W. o’ W.: Roy Harris

“I was born into a family of farmers. Farmers don’t talk very much, the ones that I’ve known, anyhow. They sit around the table, have dinner, and very little is said. That doesn’t mean that they are not thinking, but they are thinking in other terms. They are not thinking in the conventional word terms. They are thinking in terms of the essence of things—what a tomato looks like, what is the texture of a peach, what a horse can do in terms of power, what the sun feels like, or what the quality of moonlight is. They are thinking in these terms, I think, more than they are in the terms of words and the social implications of words… I think that is a wonderful and fortunate beginning for a person who is going to become a composer. This is because music is not a word language but a time-space language… It’s a matter of subjective identification and transference.”

“I don’t think one really decides to be a composer; it sort of happens… I got into music, I suppose, because I was drawn into it, and I think probably this is the only real way to do it. I think life has to draw you into things. I don’t think you make decisions about things.”

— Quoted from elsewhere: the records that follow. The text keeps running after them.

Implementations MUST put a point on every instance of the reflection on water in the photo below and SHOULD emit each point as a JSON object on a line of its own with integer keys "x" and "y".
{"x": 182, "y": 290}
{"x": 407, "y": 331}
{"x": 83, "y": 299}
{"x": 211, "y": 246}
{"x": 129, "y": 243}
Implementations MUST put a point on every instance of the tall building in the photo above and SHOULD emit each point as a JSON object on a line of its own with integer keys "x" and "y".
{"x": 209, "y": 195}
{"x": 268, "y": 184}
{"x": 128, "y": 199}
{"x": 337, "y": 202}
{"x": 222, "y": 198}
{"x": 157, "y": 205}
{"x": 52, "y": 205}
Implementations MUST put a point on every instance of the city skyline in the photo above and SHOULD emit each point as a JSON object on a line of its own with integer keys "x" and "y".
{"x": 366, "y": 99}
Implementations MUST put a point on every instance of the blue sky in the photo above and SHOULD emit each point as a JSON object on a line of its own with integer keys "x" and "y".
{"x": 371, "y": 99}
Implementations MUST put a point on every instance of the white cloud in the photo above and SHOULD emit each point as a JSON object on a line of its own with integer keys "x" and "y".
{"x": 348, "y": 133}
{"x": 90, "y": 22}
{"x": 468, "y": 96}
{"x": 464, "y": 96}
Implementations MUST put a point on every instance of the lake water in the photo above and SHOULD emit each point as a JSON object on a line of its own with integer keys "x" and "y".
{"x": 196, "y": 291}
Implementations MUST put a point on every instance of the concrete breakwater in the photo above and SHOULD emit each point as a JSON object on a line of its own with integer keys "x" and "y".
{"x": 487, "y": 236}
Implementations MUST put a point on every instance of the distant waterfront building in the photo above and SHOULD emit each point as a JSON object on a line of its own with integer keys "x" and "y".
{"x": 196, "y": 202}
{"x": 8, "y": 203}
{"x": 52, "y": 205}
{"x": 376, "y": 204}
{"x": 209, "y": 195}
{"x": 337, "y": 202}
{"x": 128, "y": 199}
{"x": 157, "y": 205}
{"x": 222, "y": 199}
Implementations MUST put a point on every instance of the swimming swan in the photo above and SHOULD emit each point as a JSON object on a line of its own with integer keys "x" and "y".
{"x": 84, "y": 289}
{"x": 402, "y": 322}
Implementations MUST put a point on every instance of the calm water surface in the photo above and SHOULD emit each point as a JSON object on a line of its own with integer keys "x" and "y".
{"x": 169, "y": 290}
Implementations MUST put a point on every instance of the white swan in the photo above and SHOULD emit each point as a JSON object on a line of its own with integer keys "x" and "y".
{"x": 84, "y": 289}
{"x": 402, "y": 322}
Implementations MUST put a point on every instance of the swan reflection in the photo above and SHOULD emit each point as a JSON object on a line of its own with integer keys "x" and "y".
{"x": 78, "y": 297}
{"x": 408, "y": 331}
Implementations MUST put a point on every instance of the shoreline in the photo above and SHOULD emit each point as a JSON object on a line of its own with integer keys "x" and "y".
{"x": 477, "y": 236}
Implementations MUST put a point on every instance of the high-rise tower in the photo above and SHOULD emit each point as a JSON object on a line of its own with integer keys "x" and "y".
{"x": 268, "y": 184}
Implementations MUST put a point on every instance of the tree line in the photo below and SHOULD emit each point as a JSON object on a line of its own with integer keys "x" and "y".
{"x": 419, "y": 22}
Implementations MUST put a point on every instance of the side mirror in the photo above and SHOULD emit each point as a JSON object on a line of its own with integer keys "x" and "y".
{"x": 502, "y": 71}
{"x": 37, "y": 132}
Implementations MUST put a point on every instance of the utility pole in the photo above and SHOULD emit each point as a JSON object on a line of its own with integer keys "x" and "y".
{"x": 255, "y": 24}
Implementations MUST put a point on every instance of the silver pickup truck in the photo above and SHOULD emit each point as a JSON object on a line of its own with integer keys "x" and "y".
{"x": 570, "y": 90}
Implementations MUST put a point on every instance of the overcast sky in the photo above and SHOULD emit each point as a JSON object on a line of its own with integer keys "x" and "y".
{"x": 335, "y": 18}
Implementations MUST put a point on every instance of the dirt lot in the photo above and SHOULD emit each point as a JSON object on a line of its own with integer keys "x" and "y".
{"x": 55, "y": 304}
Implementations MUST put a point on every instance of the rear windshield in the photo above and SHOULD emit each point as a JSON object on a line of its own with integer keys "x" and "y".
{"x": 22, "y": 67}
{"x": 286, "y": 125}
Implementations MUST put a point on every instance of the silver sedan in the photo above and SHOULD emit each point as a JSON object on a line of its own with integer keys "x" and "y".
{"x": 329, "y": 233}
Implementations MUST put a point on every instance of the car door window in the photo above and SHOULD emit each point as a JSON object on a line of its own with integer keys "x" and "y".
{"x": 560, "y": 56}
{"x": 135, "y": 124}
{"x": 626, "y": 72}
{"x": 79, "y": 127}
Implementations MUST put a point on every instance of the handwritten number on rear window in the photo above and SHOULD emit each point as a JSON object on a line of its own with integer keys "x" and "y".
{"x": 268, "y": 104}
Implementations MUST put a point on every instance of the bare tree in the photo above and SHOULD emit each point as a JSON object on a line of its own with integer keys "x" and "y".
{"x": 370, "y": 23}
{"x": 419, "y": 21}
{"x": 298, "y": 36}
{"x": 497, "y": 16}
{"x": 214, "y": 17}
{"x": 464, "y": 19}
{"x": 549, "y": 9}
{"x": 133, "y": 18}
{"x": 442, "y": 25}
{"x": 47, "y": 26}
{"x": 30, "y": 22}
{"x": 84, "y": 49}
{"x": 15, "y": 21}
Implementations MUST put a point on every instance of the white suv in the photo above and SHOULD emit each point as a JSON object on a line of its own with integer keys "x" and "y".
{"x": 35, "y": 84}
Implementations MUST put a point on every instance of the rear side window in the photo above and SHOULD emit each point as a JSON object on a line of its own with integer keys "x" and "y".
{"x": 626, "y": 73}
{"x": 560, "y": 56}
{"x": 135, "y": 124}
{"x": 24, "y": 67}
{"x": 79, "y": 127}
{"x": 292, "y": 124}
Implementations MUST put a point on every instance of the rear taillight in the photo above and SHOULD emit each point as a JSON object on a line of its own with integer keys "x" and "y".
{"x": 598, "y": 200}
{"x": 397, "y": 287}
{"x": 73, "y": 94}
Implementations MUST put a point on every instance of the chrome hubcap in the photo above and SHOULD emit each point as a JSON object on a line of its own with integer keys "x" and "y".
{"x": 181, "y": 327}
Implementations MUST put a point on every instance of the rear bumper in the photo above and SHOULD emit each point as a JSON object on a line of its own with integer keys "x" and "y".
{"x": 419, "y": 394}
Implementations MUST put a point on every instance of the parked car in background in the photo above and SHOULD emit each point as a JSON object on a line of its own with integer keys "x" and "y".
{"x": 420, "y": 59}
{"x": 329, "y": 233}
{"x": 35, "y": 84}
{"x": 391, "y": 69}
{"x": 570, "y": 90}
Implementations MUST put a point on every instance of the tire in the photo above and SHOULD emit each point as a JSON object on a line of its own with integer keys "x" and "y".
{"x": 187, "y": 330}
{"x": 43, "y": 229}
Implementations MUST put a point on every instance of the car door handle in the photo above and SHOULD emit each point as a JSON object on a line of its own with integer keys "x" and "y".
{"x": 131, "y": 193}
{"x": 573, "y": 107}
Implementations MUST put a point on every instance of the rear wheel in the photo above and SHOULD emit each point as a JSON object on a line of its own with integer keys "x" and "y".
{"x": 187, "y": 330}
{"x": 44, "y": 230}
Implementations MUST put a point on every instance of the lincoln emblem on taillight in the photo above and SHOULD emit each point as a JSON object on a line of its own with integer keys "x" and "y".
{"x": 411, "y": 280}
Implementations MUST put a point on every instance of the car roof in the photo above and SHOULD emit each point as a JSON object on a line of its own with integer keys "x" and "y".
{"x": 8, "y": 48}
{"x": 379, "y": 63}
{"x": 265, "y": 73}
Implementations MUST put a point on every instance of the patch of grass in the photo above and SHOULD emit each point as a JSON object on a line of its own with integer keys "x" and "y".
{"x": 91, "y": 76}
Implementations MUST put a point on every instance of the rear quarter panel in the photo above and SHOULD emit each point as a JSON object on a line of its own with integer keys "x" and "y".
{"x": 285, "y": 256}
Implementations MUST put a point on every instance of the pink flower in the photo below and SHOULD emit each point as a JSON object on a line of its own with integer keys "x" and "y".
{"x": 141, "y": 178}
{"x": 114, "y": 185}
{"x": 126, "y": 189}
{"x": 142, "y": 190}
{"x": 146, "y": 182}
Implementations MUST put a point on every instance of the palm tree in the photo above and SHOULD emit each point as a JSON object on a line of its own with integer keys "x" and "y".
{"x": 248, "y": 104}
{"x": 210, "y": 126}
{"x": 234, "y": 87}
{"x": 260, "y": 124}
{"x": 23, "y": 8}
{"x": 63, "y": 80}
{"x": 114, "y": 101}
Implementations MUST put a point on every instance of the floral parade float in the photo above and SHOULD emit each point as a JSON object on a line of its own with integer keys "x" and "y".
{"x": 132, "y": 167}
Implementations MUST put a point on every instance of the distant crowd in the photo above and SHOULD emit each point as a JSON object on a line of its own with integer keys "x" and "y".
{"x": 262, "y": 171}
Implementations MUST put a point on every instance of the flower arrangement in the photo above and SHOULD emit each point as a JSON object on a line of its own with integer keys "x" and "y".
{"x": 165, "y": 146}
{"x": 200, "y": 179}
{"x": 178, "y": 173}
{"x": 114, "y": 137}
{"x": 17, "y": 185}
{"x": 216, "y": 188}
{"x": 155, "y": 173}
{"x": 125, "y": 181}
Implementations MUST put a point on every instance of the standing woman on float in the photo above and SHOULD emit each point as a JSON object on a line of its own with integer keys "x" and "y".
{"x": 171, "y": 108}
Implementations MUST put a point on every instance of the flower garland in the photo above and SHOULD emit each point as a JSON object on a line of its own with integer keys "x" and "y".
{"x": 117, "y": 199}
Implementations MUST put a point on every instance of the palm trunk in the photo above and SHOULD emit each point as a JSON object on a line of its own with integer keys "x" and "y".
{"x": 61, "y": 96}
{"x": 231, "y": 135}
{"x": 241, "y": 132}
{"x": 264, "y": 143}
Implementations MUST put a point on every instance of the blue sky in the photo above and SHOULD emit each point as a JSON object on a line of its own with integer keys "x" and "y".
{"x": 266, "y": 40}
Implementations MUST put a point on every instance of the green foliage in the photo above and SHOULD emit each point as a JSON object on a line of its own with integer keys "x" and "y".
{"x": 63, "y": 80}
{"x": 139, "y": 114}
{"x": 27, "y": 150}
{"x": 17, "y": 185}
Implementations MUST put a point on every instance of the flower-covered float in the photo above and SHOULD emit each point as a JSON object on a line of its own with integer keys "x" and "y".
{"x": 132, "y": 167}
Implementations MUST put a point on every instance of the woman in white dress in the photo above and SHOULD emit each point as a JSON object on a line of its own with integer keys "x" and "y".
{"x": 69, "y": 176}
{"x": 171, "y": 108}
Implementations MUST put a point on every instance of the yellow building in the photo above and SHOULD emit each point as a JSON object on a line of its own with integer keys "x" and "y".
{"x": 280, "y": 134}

“The temper of the family has to be fairly even. If people are having tantrum fits, squalls, and all that sort of thing, then the creative work just goes down the drain because it doesn’t work. It requires a certain serenity and a certain kind of happiness… When I’m working very hard, I want somebody around who is very simple, very direct, very earthy, very matter of fact—like a peasant. But when I’ve finished work and I want to play, then I like somebody who is a sophisticate, who has been all over and knows many things, who is a fine conversationalist and is amusing, and who likes good food and all the arts, and all the fine values. I find that when I’m working very hard, my values are rather coarse in the sense that farmer’s would be—not coarse in a moral sense, but coarse-grained, rather. The people that I prefer to be with are people whom I can count on, people who are rather solid, not very full of subtleties. There is nothing that annoys me so much as subtlety when I’m profoundly interested in something else.”